No revision u/s 263 without pointing out how assessment order is erroneous – ITAT

No revision u/s 263 without pointing out how assessment order is erroneous. Order quashed as CIT did not mention whether assessee’s contentions were acceptable or not.

ABCAUS Case Law Citation:
ABCAUS 2662 (2018) (12) ITAT

Important Case Laws Cited/relied upon:
Narayan Tatu Rane vs. ITO reported in (2016) 70 Taxmann.com 227

The assessee’s appeal was against the revisional order of the CIT passed u/s 263 of the Income Tax Act, 1961 ( the Act ).

The appellant assessee company filed its return of income and the assessment was completed u/s 143(3) of the Act after making additions to the returned income. Subsequently, the CIT perused the assessment records by invoking the provisions of  section 263 and observed that there were certain discrepancies.

Therefore, the CIT was of the opinion that the assessment order passed u/s 143(3) was erroneous and prejudicial to the interest of the Revenue. Therefore, he proposed to revise the same u/s 263 of the Act.

The assessee submitted its explanation. However, the CIT was not convinced with the assessee’s contentions and therefore, set aside the assessment order with a direction to redo the same.

Aggrieved by the revision order, the assessee is in appeal before Tribunal.

The assessee pointed out that AO called the details and after the information was submitted by the assessee 154 proceedings were dropped by the AO. Therefore, the assessee submitted that the AO had verified and applied his mind to the information and the relevant issues and therefore, the assessment order was not erroneous and prejudicial to the interests of the Revenue.

It was argued that the Commissioner u/s 263 cannot direct the AO to carry out fishing and roving enquiries with an objective of substituting his views with that of the AO.

It was further submitted that the Pr. CIT had also not brought out as to how the assessment order was erroneous and prejudicial to the interests of the Revenue.

The Tribunal found that to exercise jurisdiction u/s 263 of the Act, twin conditions of the assessment order being erroneous as well as prejudicial to the interests of the Revenue are to be satisfied. If the AO does not make any enquiry and allows deductions claimed by the assessee, then it may be can be said that the assessment order is erroneous.

The Tribunal opined that in the instant case, it was clear that the AO had called for the details during the assessment proceedings and had further issued a notice u/s 154 and after being satisfied, had dropped the 154 proceedings. Therefore, it was clear that the AO had applied his mind to the information filed by the assessee and therefore, the assessment order could not be said to be erroneous.

The Tribunal opined that the issues raised by the CIT as the mistakes/discrepancies were of factual nature and not against the law, therefore, for this reason also, the assessment order cannot be said to be erroneous.

The Tribunal also agreed with the contention that the CIT cannot direct the AO to redo the assessment without pointing out the errors committed by the AO and without giving a finding as to how the assessment order is erroneous.

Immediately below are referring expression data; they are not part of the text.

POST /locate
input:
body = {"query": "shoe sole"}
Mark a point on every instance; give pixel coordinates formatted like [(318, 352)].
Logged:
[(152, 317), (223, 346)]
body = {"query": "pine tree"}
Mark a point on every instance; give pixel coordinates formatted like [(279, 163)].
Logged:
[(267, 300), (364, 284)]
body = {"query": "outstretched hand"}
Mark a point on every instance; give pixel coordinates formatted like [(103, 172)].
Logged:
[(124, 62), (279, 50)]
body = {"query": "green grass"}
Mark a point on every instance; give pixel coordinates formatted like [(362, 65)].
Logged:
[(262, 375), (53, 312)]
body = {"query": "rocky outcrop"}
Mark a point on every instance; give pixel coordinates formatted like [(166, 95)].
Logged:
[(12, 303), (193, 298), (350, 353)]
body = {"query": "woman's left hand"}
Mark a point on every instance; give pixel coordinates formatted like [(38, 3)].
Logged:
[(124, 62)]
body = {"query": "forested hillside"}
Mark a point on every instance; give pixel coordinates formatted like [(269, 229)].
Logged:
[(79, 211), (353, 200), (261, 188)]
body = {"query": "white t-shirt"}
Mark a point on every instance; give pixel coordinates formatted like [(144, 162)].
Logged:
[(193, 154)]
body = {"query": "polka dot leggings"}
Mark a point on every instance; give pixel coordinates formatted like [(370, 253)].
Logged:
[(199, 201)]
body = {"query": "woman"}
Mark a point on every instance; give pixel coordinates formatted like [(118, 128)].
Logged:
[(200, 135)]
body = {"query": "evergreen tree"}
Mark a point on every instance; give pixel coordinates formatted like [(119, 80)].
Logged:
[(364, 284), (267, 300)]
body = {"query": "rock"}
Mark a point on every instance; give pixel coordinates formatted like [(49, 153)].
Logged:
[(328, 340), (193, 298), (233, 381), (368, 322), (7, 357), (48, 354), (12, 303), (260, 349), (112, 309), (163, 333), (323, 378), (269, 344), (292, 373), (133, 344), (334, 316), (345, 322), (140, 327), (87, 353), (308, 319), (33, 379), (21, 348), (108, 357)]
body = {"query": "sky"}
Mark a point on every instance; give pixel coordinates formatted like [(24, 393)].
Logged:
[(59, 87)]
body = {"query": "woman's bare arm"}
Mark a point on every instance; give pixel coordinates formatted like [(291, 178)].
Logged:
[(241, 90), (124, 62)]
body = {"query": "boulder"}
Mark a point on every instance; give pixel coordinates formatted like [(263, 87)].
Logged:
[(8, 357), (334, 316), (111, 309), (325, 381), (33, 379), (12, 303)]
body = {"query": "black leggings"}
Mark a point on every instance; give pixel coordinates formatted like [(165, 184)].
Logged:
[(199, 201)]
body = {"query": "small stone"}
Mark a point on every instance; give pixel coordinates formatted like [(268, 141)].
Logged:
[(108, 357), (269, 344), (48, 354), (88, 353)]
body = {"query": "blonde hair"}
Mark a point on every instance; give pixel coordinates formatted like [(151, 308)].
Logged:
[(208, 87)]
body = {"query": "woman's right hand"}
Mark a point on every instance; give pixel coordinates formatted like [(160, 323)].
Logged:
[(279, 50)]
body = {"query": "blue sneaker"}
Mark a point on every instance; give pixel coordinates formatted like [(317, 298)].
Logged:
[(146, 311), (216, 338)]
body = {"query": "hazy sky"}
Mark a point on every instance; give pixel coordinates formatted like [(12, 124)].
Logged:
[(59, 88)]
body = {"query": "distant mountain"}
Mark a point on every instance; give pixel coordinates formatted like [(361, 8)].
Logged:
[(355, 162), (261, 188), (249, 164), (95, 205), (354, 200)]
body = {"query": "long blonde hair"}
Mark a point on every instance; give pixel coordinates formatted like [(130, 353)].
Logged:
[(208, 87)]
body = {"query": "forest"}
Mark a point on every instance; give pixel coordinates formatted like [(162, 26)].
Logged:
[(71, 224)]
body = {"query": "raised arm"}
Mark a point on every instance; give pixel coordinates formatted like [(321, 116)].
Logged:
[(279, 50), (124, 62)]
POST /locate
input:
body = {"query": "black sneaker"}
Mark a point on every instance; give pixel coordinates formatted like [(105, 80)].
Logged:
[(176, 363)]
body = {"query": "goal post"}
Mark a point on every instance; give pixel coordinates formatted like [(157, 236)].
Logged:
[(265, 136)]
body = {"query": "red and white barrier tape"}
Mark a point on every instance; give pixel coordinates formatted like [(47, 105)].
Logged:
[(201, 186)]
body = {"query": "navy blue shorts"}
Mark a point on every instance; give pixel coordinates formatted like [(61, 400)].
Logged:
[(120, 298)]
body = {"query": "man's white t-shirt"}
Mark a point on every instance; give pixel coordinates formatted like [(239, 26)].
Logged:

The Tribunal noted that from the literal reading of the order u/s 263, the CIT pointed out certain discrepancies and then subsequently reproduced the assessee’s submissions and then directed the AO to redo the assessment. Thus, there was no finding whatsoever, as to whether the assessee’s contentions were acceptable to him or not and as to how the assessment order was erroneous.

Therefore, the Tribunal held that the revision order passed by the Pr. CIT was not sustainable.